C'est même là que réside le principal danger: le robot trouvera toujours une manière d'éviter de nous contredire directement. Pour nous séduire, il peut tendre à imiter nos tournures, recopier nos émojis préférés, adopter un ton qui nous sied et formuler ses réponses de façon à nous brosser dans le sens du poil. Facile, donc, de se laisser entraîner dans un «pep-talk» grandiose qui confirme nos illusions et valide tous nos sentiments. Or, il est possible de freiner littéralement ses ardeurs: 

«À chaque fois que ChatGPT nous apporte de l’aide, on peut automatiquement lui demander d’être critique dans sa réponse, propose Matthieu Corthésy.
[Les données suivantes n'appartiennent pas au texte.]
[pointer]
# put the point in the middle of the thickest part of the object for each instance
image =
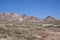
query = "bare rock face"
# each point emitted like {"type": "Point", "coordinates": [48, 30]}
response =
{"type": "Point", "coordinates": [15, 27]}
Pour cela, on pourrait par exemple écrire ‘Trouve des contre-arguments’ ou ‘N’hésite pas à me contredire’, pour l’obliger à se montrer moins complaisant. Je conseille aussi d’explorer les instructions personnalisées, dans les paramètres de ChatGPT: il est possible de préciser d’emblée qu’on voudrait des réponses critiques et une tonalité neutre. Très peu d’utilisateurs connaissent cette fonction.» 

3

Désactiver la mémoire de ChatGPT

Ainsi, quelques clics peuvent déjà servir de garde-fou. Notre intervenant conseille également de désactiver la mémoire du chatbot, afin de le rendre moins «humain». En effet, lorsque le robot se souvient de certains éléments partagés dans des discussions antérieures, cela renforce l’impression qu’on est en pleine conversation avec un ami. «En revanche, lorsqu'on doit constamment lui rappeler le contexte, il est plus difficile d'oublier qu'il ne s’agit pas d’un être humain.» Car les amis - les bons, en tout cas - se souviennent évidemment du prénom de notre ex et du nombre de lapins qu'il ou elle nous a posés. 

4

Accepter l'inconfort et l'incertitude

Nous arrivons au cœur du problème: pourquoi apprécie-t-on tellement la présence infaillible de ChatGPT, face aux défis la vie? Justement parce que le robot nous rassure, proposant des réponses instantanées et gommant toute incertitude de notre esprit angoissé.

S'il s'avère agréable dans l'immédiat, ce phénomène peut alimenter le processus d'évitement: «En cherchant constamment la réassurance auprès d’un chatbot, on apprend à éviter les situations inconfortables, déplore Elizabeth Frei. C’est dommage, car l'évitement nous empêche de dompter nos angoisses. Un exemple courant est la peur du rejet: plus on s’y confronte, de manière sécure, au fil du temps, plus notre résilience augmentera et moins cette peur aura d'emprise sur nous. Mais si on évite soigneusement toutes les situations impliquant un risque de rejet, la crainte ne fera que s'accroître.»

5

Communiquer avec les adolescents

Enfin, puisque les adolescents font partie de la population plus vulnérable, les parents peuvent rapidement se sentir submergés par l'évolution exponentielle de ces nouvelles technologies. Pour Elizabeth Frei, il convient surtout de rester ouvert d'esprit: «Je conseillerais aux parents d’être curieux et de poser des questions ouvertes, sans commenter directement les propos de l’IA: car lorsqu’on prend position, qu’on s'enflamme ou qu'on déclare les réponses du robot absurdes, on les légitimise malgré nous, en leur donnant de l'attention.»

Plutôt que de se laisser gagner par l'inquiétude, notre intervenante recommande de s'intéresser, de façon neutre, au fonctionnement de l'outil: «En lui demandant simplement comment il s'assure que les informations reçues sont véridiques, on aide déjà l’adolescent à prendre ce pas de recul nécessaire.» Tant que la communication reste ouverte, la situation est moins susceptible de nous échapper: le contrôle reste entre nos mains, et non pas sous l'emprise d'un robot charmeur qui ne cherche qu'à nous obnubiler.